If https://explorer.d-bis.org shows "Your connection isn't private":

1. Open NPMplus: https://192.168.11.167:81 (use .167 if .166 refuses; credentials: NPM_EMAIL, NPM_PASSWORD from .env).
2. SSL Certificates → Add Let's Encrypt for explorer.d-bis.org (DNS Challenge + Cloudflare credential if needed).
3. Proxy Hosts → explorer.d-bis.org → SSL tab → assign cert, Force SSL, Save.

Doc: EXPLORER_TROUBLESHOOTING.md, NEXT_STEPS_OPERATOR.md § Explorer SSL.

---

5. NPMplus cert 134 (optional)

If verification reports "cert files missing" for cert ID 134 (cross-all.defi-oracle.io):

1. Open NPMplus: https://192.168.11.167:81 → SSL Certificates.
2. Find cross-all.defi-oracle.io → re-save or Request Let's Encrypt again to restore cert files on disk.

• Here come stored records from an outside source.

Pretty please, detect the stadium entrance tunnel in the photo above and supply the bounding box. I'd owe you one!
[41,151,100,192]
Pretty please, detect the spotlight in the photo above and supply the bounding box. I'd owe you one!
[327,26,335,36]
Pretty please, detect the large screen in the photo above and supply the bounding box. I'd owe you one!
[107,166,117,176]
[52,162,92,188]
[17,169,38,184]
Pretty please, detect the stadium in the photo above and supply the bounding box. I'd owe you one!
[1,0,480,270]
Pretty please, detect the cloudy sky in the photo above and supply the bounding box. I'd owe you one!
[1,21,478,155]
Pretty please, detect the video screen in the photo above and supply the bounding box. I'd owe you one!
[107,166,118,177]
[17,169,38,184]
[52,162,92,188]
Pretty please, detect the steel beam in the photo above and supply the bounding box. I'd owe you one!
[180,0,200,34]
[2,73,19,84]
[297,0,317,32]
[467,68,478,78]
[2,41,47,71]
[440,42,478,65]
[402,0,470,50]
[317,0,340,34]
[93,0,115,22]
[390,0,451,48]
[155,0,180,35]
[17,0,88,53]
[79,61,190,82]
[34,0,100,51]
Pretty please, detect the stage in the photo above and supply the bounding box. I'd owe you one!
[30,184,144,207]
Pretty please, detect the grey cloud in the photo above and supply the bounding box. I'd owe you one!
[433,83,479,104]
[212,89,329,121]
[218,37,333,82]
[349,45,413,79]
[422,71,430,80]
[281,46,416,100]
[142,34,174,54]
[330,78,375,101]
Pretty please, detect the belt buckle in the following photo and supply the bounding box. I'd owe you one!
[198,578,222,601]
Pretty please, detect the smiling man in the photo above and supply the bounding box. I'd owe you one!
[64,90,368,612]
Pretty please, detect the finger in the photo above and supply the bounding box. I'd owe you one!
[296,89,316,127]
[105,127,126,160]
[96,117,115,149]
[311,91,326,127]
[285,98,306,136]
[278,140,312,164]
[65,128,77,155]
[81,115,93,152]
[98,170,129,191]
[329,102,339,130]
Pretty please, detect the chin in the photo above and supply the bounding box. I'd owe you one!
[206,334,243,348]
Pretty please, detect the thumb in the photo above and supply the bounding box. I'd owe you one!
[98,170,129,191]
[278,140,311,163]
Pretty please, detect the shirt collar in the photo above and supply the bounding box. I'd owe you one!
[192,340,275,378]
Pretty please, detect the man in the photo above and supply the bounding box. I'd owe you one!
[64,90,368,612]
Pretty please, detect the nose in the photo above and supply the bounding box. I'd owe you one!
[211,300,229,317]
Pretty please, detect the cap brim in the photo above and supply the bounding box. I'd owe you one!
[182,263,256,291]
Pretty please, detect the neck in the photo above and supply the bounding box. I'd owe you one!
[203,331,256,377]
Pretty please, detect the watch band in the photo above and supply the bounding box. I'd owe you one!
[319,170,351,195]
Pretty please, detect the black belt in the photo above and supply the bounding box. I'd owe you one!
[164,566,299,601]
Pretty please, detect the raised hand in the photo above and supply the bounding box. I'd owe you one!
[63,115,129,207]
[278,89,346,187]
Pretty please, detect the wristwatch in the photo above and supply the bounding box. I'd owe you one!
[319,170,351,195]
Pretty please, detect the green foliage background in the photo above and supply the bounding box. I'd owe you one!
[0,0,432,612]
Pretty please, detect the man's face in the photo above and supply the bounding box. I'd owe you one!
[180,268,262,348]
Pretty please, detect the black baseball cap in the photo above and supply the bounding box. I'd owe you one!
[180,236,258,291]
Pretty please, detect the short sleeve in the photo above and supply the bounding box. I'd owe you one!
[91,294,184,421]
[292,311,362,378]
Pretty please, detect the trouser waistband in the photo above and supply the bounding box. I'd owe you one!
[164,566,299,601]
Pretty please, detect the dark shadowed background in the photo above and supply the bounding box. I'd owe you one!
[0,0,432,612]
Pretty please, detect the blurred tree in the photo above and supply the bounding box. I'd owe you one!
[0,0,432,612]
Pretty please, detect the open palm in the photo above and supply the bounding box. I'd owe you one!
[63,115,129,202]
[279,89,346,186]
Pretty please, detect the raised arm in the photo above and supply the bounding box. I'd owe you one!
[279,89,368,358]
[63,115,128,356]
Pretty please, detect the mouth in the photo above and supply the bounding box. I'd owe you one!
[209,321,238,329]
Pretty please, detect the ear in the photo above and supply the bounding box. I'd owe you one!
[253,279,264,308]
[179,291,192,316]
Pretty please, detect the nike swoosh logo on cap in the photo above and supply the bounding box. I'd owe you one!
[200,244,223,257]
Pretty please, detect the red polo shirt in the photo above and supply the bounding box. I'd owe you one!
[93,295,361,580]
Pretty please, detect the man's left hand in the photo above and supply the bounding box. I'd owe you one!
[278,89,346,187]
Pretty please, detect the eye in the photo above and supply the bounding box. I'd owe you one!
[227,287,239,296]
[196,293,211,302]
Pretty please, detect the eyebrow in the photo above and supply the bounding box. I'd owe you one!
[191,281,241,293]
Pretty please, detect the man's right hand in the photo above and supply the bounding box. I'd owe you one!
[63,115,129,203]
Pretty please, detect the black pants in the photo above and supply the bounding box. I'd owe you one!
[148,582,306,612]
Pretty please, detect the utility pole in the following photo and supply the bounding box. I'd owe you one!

No automated script; UI only.

---

6. Shellcheck (optional)

Install and run optional shellcheck (no failure if not installed):

# Install (one of)
sudo apt install shellcheck    # Debian/Ubuntu
brew install shellcheck       # macOS

# Run (from project root)
cd /path/to/proxmox
bash scripts/verify/run-shellcheck.sh --optional
# Or without --optional to fail on issues:
bash scripts/verify/run-shellcheck.sh

---

7. Env permissions (optional)

Re-run if you added new .env files and want consistent permissions:

cd /path/to/proxmox
bash scripts/security/secure-env-permissions.sh

Applies chmod 600 to .env, unifi-api/.env, smom-dbis-138/.env, dbis_core/.env where present.

---

8. Re-run full verification (optional)

Re-run the full 6-step verification and regenerate source-of-truth:

cd /path/to/proxmox
bash scripts/verify/run-full-verification.sh

Outputs under docs/04-configuration/verification-evidence/ and updates docs/04-configuration/INGRESS_SOURCE_OF_TRUTH.json.

---

Quick command index

Goal	Command
UDM Pro Alltra/HYBX	Manual: UDM_PRO_NPMPLUS_ALLTRA_HYBX_PORT_FORWARD.md
Request NPMplus certs (first only)	FIRST_ONLY=1 NPM_URL=https://192.168.11.167:81 bash scripts/request-npmplus-certificates.sh
Request NPMplus certs (all remaining)	NPM_URL=https://192.168.11.167:81 bash scripts/request-npmplus-certificates.sh
Explorer SSL	NPMplus UI → SSL Certificates → explorer.d-bis.org; Proxy Hosts → SSL tab
Cert 134 fix	NPMplus UI → SSL Certificates → cross-all.defi-oracle.io → re-save / re-request
Shellcheck	bash scripts/verify/run-shellcheck.sh --optional
Env permissions	bash scripts/security/secure-env-permissions.sh
Full verification	bash scripts/verify/run-full-verification.sh
Backup NPMplus	bash scripts/verify/backup-npmplus.sh

---

Execution order suggestion

1. Required: UDM Pro port forward (if you use direct 76.53.10.38 access).
2. Required: Diagnose Alltra/HYBX 502 (verify backends, then fix NPMplus or deploy containers).
3. Optional: NPMplus certs for remaining Alltra/HYBX hosts.
4. Optional: Explorer SSL, cert 134, shellcheck, env permissions, full verification re-run as needed.

Evidence and prior checks: verification-evidence/CHECKS_AND_FIXES_20260206.md.